Por otra parte, vemos una militancia de la horizontalidad como fin en sí mismo, lo que llamamos horizontalismo, y es aquí donde nos sentimos interpelados:
¿Es la horizontalidad una afirmación propositiva o es la negación de la verticalidad? ¿Organizarnos de forma horizontal nos alcanza?
En nuestro programa número doce nos inquieta indagar acerca de la relación que hay o pudiera haber entre la horizontalidad y el horizontalismo. ¿Son acaso lo mismo? ¿Es el horizontalismo una cuestión política? ¿Lo es la horizontalidad por sí misma?
Nos preguntamos también si los espacios asamblearios encuentran dificultades ante una demanda sistemática de horizontalidad o, por el contrario, si es esa demanda la que los fortalece ¿Es la horizontalidad, como consideran sus detractores, un obstáculo para la resolución de conflictos o para la toma de decisiones?

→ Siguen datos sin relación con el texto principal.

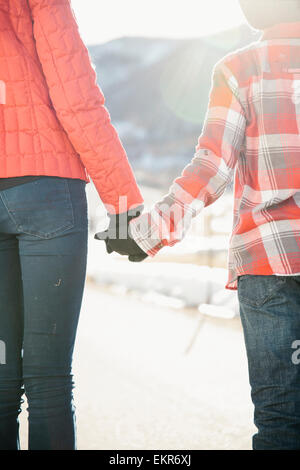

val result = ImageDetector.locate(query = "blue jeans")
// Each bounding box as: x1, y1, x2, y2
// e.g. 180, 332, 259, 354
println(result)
0, 177, 88, 450
238, 275, 300, 450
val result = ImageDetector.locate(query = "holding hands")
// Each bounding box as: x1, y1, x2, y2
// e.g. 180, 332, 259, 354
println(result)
94, 206, 148, 262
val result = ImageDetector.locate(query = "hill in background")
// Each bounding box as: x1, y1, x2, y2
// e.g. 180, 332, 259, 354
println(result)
89, 25, 259, 188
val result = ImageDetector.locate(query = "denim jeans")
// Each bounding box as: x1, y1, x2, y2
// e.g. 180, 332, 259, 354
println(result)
0, 177, 88, 450
238, 274, 300, 450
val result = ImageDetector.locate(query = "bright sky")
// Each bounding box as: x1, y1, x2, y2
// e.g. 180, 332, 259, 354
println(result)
71, 0, 245, 44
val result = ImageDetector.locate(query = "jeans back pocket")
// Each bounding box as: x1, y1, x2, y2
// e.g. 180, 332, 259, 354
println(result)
1, 177, 74, 238
238, 274, 286, 307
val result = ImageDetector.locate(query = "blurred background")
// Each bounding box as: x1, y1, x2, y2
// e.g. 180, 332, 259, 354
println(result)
22, 0, 259, 449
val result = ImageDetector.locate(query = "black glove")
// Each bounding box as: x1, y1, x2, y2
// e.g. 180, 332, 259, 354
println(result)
94, 206, 148, 262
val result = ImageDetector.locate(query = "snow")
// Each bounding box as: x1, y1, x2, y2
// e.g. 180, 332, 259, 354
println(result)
87, 237, 239, 318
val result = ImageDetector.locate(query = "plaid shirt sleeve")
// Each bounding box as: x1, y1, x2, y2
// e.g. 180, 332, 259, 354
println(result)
130, 62, 246, 256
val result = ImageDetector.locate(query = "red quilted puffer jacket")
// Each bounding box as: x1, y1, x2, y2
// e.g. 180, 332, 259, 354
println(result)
0, 0, 143, 212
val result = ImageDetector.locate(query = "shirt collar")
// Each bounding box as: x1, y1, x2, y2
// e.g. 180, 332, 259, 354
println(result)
261, 21, 300, 41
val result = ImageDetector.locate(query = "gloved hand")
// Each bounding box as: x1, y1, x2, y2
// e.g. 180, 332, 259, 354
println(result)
94, 206, 148, 262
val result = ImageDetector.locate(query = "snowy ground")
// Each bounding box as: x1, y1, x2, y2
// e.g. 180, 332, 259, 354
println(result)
21, 282, 255, 450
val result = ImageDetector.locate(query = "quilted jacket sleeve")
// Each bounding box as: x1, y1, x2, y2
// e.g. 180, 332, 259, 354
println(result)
28, 0, 143, 213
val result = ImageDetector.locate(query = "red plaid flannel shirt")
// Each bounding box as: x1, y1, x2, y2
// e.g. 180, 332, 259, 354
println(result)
130, 23, 300, 290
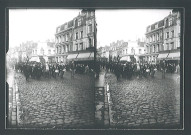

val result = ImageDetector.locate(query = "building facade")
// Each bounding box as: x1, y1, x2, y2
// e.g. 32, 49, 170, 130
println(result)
145, 20, 164, 63
120, 40, 145, 62
30, 42, 55, 63
55, 9, 96, 63
145, 11, 181, 63
99, 40, 145, 62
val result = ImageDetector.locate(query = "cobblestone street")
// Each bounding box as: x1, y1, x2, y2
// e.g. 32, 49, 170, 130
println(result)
106, 72, 180, 129
15, 72, 94, 128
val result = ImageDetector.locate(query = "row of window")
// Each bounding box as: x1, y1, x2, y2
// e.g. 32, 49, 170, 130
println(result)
165, 17, 174, 27
165, 30, 174, 39
146, 31, 163, 43
56, 24, 93, 43
56, 42, 85, 54
32, 49, 55, 55
122, 48, 142, 54
56, 33, 71, 43
146, 42, 175, 53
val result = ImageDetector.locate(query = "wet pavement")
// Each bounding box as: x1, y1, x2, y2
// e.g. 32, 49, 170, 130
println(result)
106, 72, 180, 129
12, 72, 94, 129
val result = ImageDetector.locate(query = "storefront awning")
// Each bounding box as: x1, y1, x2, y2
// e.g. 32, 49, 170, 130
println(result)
157, 53, 168, 59
67, 54, 78, 60
167, 52, 180, 59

Así como el pensamiento revolucionario clásico hallaba en las relaciones laborales y en el trabajo mismo la base necesaria de cualquier proceso emancipativo, el quiebre que en el siglo XX se produjo, y que a partir de 2001 se instaló en las nuevas experiencias de nuestro país, dio lugar a una nueva condición: sin partidos ni sindicatos.
Las nuevas experiencias se han focalizado en distintos aspectos de la vida social: cuestiones de género, étnicas, territoriales, ecológicas, médicas, alimentarias, etc. han pasado a primer plano. ¿Qué lugar ocupa el trabajo en esta constelación? ¿Qué es lo que puede hacerse ante la conflictividad laboral partiendo de aquella premisa?

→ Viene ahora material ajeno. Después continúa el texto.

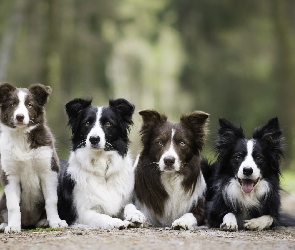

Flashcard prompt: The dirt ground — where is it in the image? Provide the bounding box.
[0,228,295,250]
[0,194,295,250]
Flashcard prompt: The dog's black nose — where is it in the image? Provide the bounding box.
[16,114,25,122]
[89,136,100,145]
[164,157,175,166]
[243,167,253,176]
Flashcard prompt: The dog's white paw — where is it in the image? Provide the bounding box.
[35,219,49,228]
[4,226,21,234]
[220,213,238,231]
[220,221,238,232]
[49,220,68,228]
[125,210,147,227]
[104,218,130,229]
[171,213,198,230]
[244,215,273,231]
[0,223,8,232]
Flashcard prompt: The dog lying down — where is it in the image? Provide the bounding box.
[58,99,146,229]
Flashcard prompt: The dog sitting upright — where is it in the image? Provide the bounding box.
[135,110,209,230]
[58,99,145,229]
[0,83,67,233]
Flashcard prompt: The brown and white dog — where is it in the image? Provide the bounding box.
[0,83,67,233]
[135,110,209,230]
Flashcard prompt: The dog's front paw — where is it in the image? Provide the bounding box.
[106,218,131,229]
[35,219,49,228]
[4,226,21,234]
[171,213,198,230]
[0,223,7,232]
[244,215,273,231]
[220,213,238,231]
[49,220,68,228]
[125,210,147,227]
[220,221,238,232]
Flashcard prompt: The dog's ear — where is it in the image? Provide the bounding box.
[253,117,285,169]
[0,82,16,105]
[29,83,52,106]
[253,117,282,142]
[65,98,92,127]
[139,109,167,145]
[109,98,135,129]
[215,118,245,152]
[253,117,284,149]
[180,111,209,151]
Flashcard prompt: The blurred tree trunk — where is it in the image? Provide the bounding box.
[273,0,295,167]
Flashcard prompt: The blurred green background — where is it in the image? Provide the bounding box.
[0,0,295,190]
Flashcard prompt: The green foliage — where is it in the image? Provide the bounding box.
[0,0,295,167]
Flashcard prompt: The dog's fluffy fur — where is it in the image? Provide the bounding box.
[0,83,67,233]
[203,118,292,231]
[59,99,145,229]
[135,110,209,229]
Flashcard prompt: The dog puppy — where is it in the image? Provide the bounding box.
[0,83,67,233]
[135,110,209,229]
[58,99,145,229]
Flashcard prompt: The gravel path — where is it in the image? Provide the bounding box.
[0,227,295,250]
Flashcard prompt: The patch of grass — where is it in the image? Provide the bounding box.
[281,169,295,192]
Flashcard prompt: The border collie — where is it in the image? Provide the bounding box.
[0,83,67,233]
[135,110,209,230]
[58,99,145,229]
[202,118,283,231]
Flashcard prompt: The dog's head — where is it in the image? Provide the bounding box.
[215,118,283,193]
[65,99,134,156]
[0,83,51,129]
[139,110,209,171]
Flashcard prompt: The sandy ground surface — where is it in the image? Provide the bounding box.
[0,227,295,250]
[0,194,295,250]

Para abrir esta cuestión hemos pensado el programa de hoy. ¿Puede afrontarse la conflictividad laboral sin alguna clase de organización de los trabajadores? ¿Cualquier organización de trabajadores sería sindical? ¿Qué es lo que rechaza la premisa de organizarnos “sin sindicatos”?
Hoy queremos preguntamos cómo pueden abordarse las cuestiones laborales sin reproducir aquellas formas políticas como la representación y consiguiendo algún efecto en relación a los conflictos que aparecen. ¿Qué características serían necesarias para organizaciones así? ¿Hay algo de lo político que intervenga en esto, o se trata únicamente de cuestiones económicas?
Con las experiencias al hombro y los problemas por delante, intentaremos otra vez abrir el diálogo pensando juntos, Después de la Deriva.
¿Cómo ignorar el carácter político que hay potencialmente en cualquier asamblea? La reunión de los cualquiera que toman la palabra y deciden por si dándose sus propias reglas es sin dudas un germen de lo político, a tal punto que en la historia mundial reciente el momento asambleario estuvo involucrado en la mayoría de las revueltas de los pueblos.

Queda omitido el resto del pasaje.